Créé: 06.03.2019, 07h14

Autres décisions

Implants mieux surveillés

Le Conseil des États a soutenu un projet visant à renforcer les exigences réglementaires en matière de qualité d’implants, prothèses et autres dispositifs médicaux. La Suisse va ainsi adapter sa législation au droit européen, devenu plus sévère suite à différents scandales révélés notamment dans notre journal par les «Implant Files». Les fabricants devront par exemple prouver de manière plus rigoureuse l’utilité et l’adéquation des produits à hauts risques. Les critères d’approbation et de surveillance des essais cliniques et des tests de performance seront renforcés, tout comme la surveillance du marché par Swissmedic. Une identification claire des produits devrait assurer une traçabilité complète et les données pertinentes pour le public devront être rendues accessibles sous une forme intelligible, dans le cadre d’une base de données européenne. Le dossier passera mercredi au Conseil national avant de revenir, probablement jeudi, aux États pour éliminer d’éventuelles divergences.
Contrats La Chambre haute veut que les assurés puissent continuer à changer leur franchise chaque année. Elle s’est prononcée tacitement contre une proposition qui demande de fixer à trois ans la durée des contrats prévoyant des franchises supérieures à la base et/ou des modèles alternatifs. Le National, lui, avait soutenu cette mesure.

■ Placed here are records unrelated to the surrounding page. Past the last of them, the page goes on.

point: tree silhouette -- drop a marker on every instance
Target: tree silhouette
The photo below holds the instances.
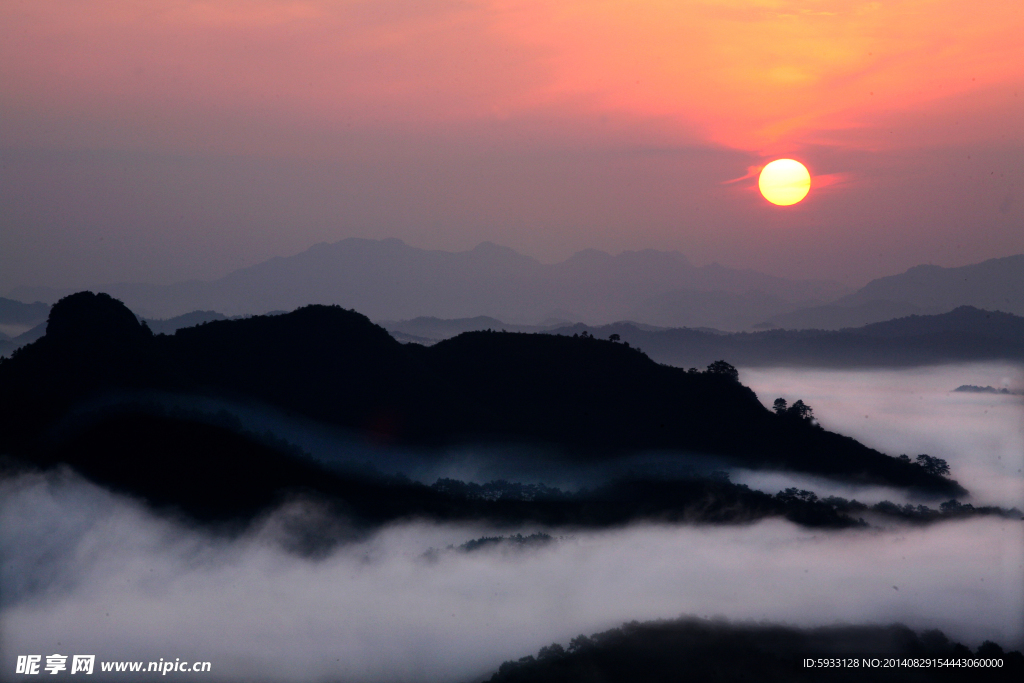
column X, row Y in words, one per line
column 801, row 410
column 724, row 369
column 933, row 465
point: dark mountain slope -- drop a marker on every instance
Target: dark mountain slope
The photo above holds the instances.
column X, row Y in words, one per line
column 718, row 651
column 592, row 398
column 994, row 285
column 966, row 334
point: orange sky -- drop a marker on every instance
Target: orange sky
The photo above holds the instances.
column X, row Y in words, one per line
column 753, row 75
column 513, row 121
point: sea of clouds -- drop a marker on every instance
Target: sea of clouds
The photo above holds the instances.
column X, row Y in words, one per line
column 88, row 571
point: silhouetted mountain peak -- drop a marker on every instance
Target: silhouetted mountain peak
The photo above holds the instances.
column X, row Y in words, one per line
column 90, row 317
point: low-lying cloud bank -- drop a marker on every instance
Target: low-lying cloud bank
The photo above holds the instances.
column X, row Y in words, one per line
column 86, row 571
column 981, row 435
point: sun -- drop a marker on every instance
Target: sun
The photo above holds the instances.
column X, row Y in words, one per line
column 784, row 181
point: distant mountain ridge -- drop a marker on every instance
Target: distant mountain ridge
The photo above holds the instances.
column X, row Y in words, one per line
column 389, row 280
column 995, row 285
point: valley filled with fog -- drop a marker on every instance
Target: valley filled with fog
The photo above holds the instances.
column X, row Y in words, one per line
column 89, row 571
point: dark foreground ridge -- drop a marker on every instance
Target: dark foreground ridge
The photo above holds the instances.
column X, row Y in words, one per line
column 591, row 399
column 693, row 649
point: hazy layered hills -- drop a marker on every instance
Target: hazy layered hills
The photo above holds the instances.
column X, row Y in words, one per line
column 588, row 399
column 994, row 285
column 388, row 280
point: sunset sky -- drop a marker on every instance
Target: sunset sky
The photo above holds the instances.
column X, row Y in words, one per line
column 158, row 140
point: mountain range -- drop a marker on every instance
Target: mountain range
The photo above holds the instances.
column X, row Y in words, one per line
column 587, row 399
column 387, row 280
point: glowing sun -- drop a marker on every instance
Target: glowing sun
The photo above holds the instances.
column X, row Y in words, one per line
column 784, row 181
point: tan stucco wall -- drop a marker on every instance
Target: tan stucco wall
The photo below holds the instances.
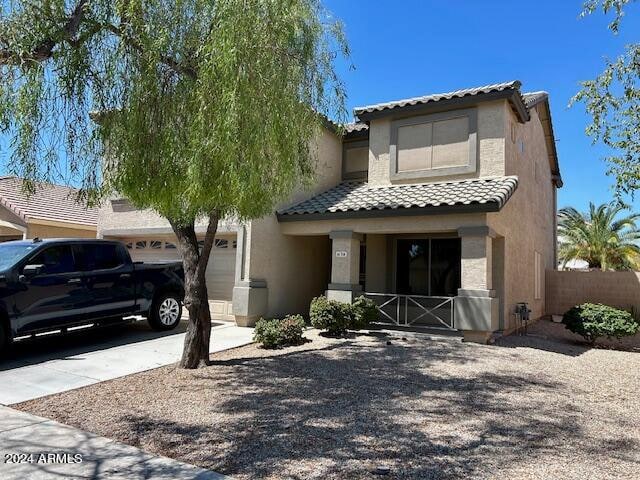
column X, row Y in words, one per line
column 568, row 288
column 491, row 147
column 527, row 220
column 49, row 231
column 476, row 268
column 295, row 269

Les États ont encore avalisé la création d’une Commission fédérale de promotion de la qualité. Cette organisation extraparlementaire devra élaborer des indicateurs de qualité, mener des programmes nationaux sur le sujet et veiller à ce que la sécurité des patients soit encouragée. Le Conseil des États a globalement suivi les propositions du National. Le projet retourne à la Chambre basse.